Nous sommes maintenant en 2026, et je peux enfin dire ces mots sans crainte : j'ai guéri de la névralgie pudendale. Cette affection qui m'a paralysée pendant des années, qui m'a volé ma vie professionnelle et personnelle, ne m'enchaîne plus. Ce n'est pas un miracle ou le fruit du hasard. C'est le résultat d'une approche systématique, patiente, et surtout plurielle. J'ai compris que la guérison ne viendrait pas d'une pilule magique ou d'une intervention chirurgicale miracle, mais de la construction progressive d'un terrain physiologique favorable et de la reconnexion à mon propre corps.

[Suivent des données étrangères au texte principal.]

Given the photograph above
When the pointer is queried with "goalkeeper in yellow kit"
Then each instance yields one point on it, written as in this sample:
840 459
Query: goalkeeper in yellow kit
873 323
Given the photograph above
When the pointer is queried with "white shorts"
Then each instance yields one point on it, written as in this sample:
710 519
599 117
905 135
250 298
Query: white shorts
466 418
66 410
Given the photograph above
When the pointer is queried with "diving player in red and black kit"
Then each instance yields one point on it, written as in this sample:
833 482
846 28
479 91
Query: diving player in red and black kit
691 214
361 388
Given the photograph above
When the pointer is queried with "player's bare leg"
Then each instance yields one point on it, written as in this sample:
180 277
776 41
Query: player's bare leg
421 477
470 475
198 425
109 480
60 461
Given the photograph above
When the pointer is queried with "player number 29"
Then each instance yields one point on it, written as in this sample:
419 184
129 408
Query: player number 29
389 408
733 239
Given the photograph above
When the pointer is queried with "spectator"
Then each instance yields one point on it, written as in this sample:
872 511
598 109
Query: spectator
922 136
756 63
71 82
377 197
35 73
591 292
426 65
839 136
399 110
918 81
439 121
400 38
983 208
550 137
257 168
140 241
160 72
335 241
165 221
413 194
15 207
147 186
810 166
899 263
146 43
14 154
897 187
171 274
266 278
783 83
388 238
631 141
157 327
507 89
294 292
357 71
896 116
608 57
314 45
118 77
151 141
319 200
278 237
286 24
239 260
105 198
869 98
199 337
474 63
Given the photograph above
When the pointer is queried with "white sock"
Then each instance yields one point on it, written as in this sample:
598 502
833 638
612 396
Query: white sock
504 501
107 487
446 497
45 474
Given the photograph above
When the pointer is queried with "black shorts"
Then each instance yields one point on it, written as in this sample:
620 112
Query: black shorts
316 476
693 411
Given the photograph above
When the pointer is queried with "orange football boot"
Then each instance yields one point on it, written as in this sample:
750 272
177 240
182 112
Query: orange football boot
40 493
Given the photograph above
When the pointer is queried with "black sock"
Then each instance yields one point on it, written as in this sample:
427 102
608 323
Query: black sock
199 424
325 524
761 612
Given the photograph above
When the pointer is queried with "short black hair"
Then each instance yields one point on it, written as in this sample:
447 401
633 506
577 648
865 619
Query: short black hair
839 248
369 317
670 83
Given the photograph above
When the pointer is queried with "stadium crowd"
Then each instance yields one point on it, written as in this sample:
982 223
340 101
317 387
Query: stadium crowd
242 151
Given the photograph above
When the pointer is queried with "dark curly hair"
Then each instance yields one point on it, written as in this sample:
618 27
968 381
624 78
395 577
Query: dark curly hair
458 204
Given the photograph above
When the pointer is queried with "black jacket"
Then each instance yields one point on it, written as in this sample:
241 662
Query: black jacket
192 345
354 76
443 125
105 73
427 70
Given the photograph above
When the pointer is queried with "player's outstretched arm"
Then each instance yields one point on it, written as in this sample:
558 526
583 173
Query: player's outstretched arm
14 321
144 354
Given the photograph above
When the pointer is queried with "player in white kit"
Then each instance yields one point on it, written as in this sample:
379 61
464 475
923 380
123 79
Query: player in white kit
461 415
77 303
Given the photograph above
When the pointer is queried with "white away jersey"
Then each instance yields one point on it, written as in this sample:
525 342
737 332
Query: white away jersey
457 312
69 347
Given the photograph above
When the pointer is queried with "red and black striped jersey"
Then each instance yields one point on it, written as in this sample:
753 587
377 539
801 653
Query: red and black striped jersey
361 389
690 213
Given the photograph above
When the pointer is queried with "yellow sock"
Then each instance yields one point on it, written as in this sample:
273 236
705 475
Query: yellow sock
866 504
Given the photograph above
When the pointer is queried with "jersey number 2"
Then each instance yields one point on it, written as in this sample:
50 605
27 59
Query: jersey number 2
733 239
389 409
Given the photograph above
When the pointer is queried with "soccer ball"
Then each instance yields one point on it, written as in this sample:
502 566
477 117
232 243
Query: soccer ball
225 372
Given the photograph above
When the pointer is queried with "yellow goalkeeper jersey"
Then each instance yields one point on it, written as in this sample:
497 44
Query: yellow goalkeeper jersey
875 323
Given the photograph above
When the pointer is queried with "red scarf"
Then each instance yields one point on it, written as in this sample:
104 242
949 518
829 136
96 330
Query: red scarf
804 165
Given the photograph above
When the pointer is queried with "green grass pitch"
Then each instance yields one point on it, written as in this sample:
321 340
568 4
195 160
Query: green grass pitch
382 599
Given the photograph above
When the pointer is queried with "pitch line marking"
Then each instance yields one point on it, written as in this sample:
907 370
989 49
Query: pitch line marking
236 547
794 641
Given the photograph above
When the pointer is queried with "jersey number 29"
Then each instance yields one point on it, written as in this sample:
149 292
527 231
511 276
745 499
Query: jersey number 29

Mon parcours a duré plusieurs années. J'ai rencontré des impasses thérapeutiques, des professionnels peu formés à cette pathologie rare, et surtout une solitude émotionnelle écrasante. Aujourd'hui, je souhaite partager avec vous les pivots décisifs qui ont transformé mon quotidien : les traitements qui ont vraiment fonctionné, la routine qui m'a sauvée, et surtout, les erreurs que j'ai commises et dont vous pouvez vous épargner le coût.

Étape clé Durée moyenne Impact sur la guérison
Diagnostic correct et errance thérapeutique 6 à 18 mois Fondamental : c'est le point de départ
Prise en charge multidisciplinaire 6 à 12 mois Accélère la rémission de manière significative
Routine quotidienne stabilisée 3 à 6 mois Ancre les progrès au quotidien
Travail émotionnel et psychologique Parallèle à tout Déverrouille les blocages profonds
Récupération et consolidation 6 à 12 mois Prévient les rechutes

À retenir

La guérison de la névralgie pudendale repose sur trois piliers : un diagnostic précoce et correct, une prise en charge globale (physique + psychologique + ergonomique), et une routine quotidienne cohérente. Aucun traitement isolé ne suffit. C'est la combinaison progressive d'outils et de changements qui produit la transformation.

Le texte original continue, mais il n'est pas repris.